Hem de nerede! Çanakkale’deki Şehitler Âbidesi’nin ayaklarından birine işlediği kabartmada... Kültür Bakanlığı âbidenin ayaklarına sekiz ayrı kabartma yapılması için 1998’de bir yarışma açmış, yarışmayı Prof. Ferit Özşen kazanmış, kabartmaları yapmaya ertesi senenin Şubat’ında başlamış ve “eserini” Kasım ayında bitirmiş.

Derken, aradan tam 11 sene geçmiş ve Ferit Bey’in, Şehitler Âbidesi’nde altı parmaklı bir hilkat garibesine de yer verdiği ancak birkaç gün önce farkedilmiş. Üstelik bu tuhaflık yetkililerin yahut sanatçıların falan değil, bir ziyaretçinin gözüne takılmış!

Çanakkale kahramanlarından birine altıncı parmak ilâve eden Prof. Ferit Özşen, şimdi en kısa zamanda Çanakkale’ye giderek altıncı parmağı yontacağını ve hatayı ortadan kaldıracağını söylüyor.

ÇANAKKALE’DE BİR UZAYLI
Bonjur beyefendi, bonjur! Tam 11 sene sonra sabah şerifleriniz hayrolsun! Haydi, Ferit Bey işi aceleye getirdi, parmak sayısını karıştırdı yahut “eserini” çizdi ama kazıma işini asistanlarına falan yaptırttı diyelim... Çanakkale’ye sanki uzaydan inmiş gibi duran bu kabartmadaki altıncı parmağı bakanlık yetkilileri de mi görmedi? Siparişi teslim aldıkları sırada “Aman ne güzel eser!” diye hayranlık krizine mi tutulmuşlardı da bu ekstra parmağı farkedemediler?

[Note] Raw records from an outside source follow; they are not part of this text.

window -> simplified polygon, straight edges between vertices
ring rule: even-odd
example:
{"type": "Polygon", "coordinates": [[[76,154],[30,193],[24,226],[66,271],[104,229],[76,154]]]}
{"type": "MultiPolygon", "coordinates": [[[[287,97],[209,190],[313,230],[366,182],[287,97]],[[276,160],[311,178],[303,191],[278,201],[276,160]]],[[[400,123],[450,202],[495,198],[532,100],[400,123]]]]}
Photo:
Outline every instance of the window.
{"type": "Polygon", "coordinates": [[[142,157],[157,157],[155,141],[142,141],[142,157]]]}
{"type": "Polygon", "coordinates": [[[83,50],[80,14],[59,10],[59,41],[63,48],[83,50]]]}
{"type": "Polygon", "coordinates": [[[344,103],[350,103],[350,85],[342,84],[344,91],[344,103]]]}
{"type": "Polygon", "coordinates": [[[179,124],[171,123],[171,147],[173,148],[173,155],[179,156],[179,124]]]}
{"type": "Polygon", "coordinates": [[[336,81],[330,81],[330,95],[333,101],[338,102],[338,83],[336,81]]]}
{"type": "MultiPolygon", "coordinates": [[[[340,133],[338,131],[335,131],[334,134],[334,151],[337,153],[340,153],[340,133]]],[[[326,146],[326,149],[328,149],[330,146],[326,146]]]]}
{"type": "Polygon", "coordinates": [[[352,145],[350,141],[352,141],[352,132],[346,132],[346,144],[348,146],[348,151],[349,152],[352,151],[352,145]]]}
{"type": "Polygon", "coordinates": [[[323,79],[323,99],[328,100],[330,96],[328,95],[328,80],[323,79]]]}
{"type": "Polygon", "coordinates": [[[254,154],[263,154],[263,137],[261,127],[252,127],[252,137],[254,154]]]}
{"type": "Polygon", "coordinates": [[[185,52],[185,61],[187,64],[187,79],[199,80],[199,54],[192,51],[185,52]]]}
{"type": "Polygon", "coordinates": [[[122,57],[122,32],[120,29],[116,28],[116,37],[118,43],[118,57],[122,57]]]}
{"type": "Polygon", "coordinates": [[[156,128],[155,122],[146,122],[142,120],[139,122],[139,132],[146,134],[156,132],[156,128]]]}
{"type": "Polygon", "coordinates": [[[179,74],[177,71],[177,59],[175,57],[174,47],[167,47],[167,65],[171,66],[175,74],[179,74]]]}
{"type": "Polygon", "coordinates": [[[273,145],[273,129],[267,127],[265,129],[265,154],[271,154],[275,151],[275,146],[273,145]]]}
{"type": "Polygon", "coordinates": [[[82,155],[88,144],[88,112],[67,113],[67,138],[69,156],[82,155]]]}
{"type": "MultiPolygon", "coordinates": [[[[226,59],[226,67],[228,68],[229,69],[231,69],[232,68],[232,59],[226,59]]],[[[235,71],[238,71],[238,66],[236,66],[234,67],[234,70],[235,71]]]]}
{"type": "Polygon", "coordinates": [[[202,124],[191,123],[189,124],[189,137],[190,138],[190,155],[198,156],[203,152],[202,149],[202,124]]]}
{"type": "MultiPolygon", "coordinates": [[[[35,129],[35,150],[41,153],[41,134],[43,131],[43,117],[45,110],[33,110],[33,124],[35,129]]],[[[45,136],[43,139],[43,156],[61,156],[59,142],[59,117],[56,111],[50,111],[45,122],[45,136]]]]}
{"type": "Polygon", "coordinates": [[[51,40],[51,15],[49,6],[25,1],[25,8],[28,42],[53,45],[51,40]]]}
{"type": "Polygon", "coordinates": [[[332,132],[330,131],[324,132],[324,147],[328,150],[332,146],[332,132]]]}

Çanakkale’deki bu komedi, sanat tarihimize mutlaka girmesi gereken ibret verici bir örnektir ama meselenin bir başka tarafı daha vardır: Türk heykelciliğinin durumu!

Açık söyleyeyim: Bir-iki istisna dışında, meselâ bir neslin hocası olan Zühdü Müridoğlu ve dünya çapındaki sanatkârımız İlhan Koman haricinde belki bir-iki heykeltraş daha çıkartmışızdır, o kadar. Zira heykel bizde asırlar boyu dinen yasak sayıldığı için geçmişi olmayan bir sanattır, yenidir, üstelik bu durum sadece Türkiye’de değil, İsrail de dahil olmak üzere bütün Ortadoğu ülkelerinde böyledir. Türkiye’deki en meşhur ve en güzel Atatürk heykellerinin yabancı heykeltraşların elinden çıkmış olması da, bunun en sağlam ispatıdır.

BELEDİYE HEYKELCİLERİ
Ve, bugün birçok heykeltraşımız maalesef belediyelere çalışırlar, sanatlarını ve yeteneklerini sanat meraklılarına değil, belediye başkanlarına sunarlar. Çağdaşlaşmanın bir yolunun meydanlara heykel dikmekten geçtiğine inanan ama orada kalan ve estetik kavramından pek haberdar olmayan bazı belediye başkanlarımızın peşinde birçok heykeltraş vardır. Üstelik, bu tuhaf arz-talep işi zamanla siyasî bir kavga halini alır. Gazetelerde sık sık filânca ildeki yahut ilçedeki Başkan Bey’in bir heykel yaptırtıp meydanlardan birine diktirdiği fakat daha sonra gelen başkanın sahip olduğu yüksek sanat anlayışına yahut ideolojisine uymadığı için heykeli kaldırdığı ve bu sırada tarafların karşılıklı olarak hakarete varan sözler bile ettikleri yolunda sık sık haberler çıkar.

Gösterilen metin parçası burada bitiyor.